再生する場合、記録するときに使用したのと同じ光を記録媒体に照射します。すると物体が記録されたときと同じ光が生じて三次元映像が生じます。
ホログラムを見るには、ヘッド・マウント・ディスプレイなどのデバイスをつけずに、そのまま肉眼で見ることができます。また、ホログラムはこのように立体的に映像が記録されているので、見る角度を変えれば、それに応じて立体像も変化して見えます。
ARとは、どういうもの?
AR「拡張現実」とは、現実の世界にCGなどの情報を加えて、現実の世界を広げる技術です。
現実世界をシースルーで見ながら、CGなどの映像を重ねるというイメージです。
ユーザーが何をどこから見ているのかをコンピューターで認識して、画像による認識を行ったり、複数のセンサーを組み合わせて認識したりして、位置を合わせて出力する仕組みがARです。
ですので、ホログラムとは基本的に全く違う技術を指します。
しかし、現在では一般に「ホログラム」という言葉をSF映画のような「空中に浮かんだ立体映像」や「専用のデバイスを使用せずに体験できる映像」という意味合いで使用されています。

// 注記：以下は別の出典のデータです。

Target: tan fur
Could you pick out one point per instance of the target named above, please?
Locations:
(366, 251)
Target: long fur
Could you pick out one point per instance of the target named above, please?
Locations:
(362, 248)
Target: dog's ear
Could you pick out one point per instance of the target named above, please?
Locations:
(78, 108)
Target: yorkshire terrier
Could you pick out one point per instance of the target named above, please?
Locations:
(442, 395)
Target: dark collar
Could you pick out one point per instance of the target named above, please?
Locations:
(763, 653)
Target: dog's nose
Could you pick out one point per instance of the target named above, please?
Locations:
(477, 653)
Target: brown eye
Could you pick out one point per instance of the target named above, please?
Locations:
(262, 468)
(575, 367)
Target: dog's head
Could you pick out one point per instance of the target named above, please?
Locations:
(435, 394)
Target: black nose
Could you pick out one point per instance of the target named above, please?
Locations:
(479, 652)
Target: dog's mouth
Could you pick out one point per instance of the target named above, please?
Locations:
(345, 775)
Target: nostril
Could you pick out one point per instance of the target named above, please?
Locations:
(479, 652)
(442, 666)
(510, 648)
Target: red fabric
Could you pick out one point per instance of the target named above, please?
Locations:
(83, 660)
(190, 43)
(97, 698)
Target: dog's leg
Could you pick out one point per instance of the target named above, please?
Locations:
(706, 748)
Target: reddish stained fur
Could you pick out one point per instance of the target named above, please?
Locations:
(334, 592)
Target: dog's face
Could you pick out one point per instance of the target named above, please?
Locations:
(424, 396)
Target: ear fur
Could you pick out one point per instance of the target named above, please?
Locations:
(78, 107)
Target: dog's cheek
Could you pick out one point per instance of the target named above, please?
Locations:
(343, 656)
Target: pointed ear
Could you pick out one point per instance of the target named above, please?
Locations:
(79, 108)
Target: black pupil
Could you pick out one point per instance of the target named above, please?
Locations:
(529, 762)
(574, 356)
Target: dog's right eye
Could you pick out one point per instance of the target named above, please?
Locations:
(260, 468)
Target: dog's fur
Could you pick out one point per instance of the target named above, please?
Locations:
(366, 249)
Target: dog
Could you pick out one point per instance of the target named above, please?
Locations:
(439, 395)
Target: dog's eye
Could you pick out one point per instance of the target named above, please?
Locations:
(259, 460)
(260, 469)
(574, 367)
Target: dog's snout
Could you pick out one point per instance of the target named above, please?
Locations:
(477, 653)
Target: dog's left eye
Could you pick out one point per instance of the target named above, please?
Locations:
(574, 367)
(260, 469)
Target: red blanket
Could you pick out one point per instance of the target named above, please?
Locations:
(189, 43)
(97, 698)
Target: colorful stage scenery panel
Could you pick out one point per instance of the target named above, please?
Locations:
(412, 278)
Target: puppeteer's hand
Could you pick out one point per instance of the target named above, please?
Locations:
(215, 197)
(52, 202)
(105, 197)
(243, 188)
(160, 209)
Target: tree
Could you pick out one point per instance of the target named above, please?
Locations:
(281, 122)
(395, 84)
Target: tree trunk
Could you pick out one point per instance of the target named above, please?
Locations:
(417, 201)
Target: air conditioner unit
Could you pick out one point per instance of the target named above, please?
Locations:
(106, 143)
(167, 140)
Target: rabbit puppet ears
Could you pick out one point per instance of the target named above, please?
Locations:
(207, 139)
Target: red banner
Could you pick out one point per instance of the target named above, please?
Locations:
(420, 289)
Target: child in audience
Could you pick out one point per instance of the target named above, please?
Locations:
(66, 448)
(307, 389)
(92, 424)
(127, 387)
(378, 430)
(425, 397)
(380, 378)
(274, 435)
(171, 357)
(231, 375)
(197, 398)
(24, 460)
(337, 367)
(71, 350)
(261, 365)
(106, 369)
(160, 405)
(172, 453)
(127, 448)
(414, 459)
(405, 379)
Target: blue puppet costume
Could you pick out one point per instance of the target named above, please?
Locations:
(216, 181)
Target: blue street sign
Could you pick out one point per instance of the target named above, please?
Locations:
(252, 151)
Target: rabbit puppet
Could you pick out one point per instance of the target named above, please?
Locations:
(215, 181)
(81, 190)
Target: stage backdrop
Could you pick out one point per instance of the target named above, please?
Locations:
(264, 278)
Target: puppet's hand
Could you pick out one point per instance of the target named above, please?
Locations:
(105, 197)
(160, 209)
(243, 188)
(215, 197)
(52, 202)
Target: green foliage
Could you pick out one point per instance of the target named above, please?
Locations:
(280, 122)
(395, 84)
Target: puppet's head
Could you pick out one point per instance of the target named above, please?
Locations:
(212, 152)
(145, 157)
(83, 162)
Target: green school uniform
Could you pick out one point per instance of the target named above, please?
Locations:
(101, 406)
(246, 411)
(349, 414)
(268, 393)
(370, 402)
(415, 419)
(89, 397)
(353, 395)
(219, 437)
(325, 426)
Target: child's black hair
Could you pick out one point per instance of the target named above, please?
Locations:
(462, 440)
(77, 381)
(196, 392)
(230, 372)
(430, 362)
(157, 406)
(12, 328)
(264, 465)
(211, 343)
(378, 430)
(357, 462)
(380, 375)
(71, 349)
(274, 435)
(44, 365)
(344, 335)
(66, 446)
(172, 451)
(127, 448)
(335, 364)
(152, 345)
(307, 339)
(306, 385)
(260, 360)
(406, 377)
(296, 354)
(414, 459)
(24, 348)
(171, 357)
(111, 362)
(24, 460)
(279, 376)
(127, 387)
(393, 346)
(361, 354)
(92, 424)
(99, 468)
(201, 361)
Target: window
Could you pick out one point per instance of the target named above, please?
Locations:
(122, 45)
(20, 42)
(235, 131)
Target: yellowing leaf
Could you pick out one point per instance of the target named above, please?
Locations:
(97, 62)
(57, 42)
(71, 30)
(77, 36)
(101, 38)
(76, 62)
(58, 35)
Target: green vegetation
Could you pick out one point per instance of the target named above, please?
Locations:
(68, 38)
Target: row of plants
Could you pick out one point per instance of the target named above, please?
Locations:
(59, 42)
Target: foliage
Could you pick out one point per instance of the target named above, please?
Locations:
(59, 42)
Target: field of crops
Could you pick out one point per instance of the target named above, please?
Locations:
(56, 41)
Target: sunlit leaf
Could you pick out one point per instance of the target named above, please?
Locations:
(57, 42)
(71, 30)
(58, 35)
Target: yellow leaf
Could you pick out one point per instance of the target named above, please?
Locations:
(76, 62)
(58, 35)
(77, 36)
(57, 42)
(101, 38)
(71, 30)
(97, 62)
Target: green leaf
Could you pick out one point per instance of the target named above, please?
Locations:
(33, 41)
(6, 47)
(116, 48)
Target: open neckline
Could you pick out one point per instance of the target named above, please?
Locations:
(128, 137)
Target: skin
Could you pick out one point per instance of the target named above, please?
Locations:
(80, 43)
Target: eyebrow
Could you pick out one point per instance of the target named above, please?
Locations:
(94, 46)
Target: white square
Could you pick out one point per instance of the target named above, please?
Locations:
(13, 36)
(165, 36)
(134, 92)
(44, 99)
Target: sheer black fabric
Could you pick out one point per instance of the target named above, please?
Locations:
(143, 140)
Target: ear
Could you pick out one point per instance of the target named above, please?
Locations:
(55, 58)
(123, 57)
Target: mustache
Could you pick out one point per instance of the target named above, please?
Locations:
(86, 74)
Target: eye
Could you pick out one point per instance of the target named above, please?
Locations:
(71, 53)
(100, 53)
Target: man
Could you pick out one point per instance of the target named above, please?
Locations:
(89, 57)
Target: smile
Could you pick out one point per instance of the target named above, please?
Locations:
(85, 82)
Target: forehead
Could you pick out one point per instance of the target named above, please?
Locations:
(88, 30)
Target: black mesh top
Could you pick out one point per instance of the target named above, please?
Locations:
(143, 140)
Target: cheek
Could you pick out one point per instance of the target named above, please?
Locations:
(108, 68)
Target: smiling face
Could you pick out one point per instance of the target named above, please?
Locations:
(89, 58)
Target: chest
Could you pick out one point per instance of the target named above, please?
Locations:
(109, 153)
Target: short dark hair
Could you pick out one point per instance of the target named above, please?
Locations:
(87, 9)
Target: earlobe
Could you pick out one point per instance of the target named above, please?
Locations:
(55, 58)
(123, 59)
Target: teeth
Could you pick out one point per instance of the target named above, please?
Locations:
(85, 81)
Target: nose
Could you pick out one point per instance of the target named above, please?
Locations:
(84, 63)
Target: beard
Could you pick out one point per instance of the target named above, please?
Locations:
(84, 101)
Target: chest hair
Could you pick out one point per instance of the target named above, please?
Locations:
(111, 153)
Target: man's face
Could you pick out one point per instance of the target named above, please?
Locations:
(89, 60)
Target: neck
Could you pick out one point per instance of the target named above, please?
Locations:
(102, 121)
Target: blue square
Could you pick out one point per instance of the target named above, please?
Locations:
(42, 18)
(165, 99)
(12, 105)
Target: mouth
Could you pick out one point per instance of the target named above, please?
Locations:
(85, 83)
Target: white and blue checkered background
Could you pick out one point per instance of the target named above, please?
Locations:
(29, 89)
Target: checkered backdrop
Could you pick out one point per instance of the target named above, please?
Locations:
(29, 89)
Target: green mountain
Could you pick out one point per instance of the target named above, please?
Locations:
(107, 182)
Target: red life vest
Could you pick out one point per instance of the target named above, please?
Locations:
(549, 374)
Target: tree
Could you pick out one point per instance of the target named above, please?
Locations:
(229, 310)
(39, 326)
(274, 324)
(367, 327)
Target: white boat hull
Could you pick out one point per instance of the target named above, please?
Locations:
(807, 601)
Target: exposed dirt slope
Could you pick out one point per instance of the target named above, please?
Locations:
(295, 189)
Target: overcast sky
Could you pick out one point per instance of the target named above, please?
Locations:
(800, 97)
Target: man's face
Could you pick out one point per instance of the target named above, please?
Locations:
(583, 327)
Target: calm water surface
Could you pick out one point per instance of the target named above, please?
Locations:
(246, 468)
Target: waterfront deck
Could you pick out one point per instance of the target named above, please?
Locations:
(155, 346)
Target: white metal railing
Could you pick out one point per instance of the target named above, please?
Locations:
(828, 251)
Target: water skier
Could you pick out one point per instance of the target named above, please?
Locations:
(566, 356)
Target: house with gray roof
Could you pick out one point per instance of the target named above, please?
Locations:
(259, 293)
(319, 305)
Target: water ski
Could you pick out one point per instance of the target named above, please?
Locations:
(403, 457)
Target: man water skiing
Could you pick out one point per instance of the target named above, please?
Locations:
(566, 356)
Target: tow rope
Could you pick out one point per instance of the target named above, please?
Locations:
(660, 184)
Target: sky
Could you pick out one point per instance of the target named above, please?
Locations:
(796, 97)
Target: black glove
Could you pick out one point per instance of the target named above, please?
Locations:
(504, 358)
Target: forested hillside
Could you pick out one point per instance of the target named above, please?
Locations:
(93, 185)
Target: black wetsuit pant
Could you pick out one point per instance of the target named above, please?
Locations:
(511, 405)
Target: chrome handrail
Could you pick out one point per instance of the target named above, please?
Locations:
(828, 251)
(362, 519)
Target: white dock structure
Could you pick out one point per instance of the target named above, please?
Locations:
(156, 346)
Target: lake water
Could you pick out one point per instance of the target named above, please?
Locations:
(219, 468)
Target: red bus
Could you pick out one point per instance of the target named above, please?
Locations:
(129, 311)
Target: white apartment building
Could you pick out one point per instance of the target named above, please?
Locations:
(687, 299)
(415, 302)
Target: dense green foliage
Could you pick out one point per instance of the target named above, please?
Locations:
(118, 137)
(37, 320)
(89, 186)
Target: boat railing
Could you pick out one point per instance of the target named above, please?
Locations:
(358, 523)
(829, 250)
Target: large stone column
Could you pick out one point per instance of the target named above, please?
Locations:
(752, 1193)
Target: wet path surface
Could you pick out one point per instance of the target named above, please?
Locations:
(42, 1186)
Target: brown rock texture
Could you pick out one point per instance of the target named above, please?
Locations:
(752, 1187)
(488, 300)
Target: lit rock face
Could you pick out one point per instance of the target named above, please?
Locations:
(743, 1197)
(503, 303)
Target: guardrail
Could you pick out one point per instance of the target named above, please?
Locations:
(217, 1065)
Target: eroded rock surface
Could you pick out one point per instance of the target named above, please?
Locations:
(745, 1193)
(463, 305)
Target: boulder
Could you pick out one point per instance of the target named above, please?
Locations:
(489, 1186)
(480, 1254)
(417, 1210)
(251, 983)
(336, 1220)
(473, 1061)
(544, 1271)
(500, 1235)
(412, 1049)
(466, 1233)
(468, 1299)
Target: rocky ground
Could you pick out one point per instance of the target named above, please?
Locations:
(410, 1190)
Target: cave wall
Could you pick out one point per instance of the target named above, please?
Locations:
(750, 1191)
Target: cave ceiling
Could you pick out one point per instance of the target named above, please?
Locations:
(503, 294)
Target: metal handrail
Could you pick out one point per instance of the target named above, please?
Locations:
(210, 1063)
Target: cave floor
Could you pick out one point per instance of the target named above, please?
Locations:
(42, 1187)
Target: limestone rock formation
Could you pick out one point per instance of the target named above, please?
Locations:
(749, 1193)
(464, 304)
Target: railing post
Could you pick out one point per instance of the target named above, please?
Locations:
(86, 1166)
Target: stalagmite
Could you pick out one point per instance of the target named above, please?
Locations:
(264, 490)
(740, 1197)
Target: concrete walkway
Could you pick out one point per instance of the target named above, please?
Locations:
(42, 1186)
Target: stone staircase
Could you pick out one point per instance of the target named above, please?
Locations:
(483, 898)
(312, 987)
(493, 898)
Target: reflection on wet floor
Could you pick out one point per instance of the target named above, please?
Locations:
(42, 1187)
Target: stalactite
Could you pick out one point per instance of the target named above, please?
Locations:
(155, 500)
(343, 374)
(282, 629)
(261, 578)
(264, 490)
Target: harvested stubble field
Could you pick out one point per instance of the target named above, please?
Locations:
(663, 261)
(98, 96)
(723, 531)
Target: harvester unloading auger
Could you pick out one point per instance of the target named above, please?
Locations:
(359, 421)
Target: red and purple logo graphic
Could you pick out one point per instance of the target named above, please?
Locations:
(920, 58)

このように、ホログラムのような表現をしたホログラムではない技術を擬似ホログラムといいます。
擬似ホログラムの例
透過スクリーンへの投影:
ステージなどに透明のスクリーンを設置し、映像を投影する手法です。
3Dでもホログラムでもないので、一部の方向からしかその映像効果が得られませんが、スクリーンのサイズなどカスタマイズでき、様々な表現方法を取ることができます。
ペッパーズ・ゴースト:
19世紀から使われている手品のトリックです。
舞台とは別に用意された場所に、投影したい物体を置きます。その物体に光が当たると、ガラスに光が映りこみ客席からは、物体が舞台にあるように見えるという視覚トリックを使用した仕組みです。
ARとホログラムの違い
ARは、現実世界にデジタルの映像をプラスする技術、ホログラムは光を記録、完全に近い形で立体映像を再生する技術、擬似ホログラムは擬似的にホログラムのような表現を作り出す技術です。
ARとホログラムは全く異なった技術であることはわかりました。
ARはスマートフォンを使用するなど、個人でデバイスが必要になるシステムのものが多く、一方擬似ホログラムは複数人で体験することができる技術です。
まとめ
ホログラムは、研究が進んでいるものの現在でも一般に気軽に使用できる技術ではありません。ホログラムは高い精度が必要なレーザー光を使用するので、特殊で大掛かりな機材が必要であること、トラブルに弱いという現状が一般に普及しない理由となっています。
しかし、ARと擬似ホログラム、フォログラフィーを組み合わせて活用している事例も登場し始めています。今後のAR、ホログラフィー技術の発展が期待されます。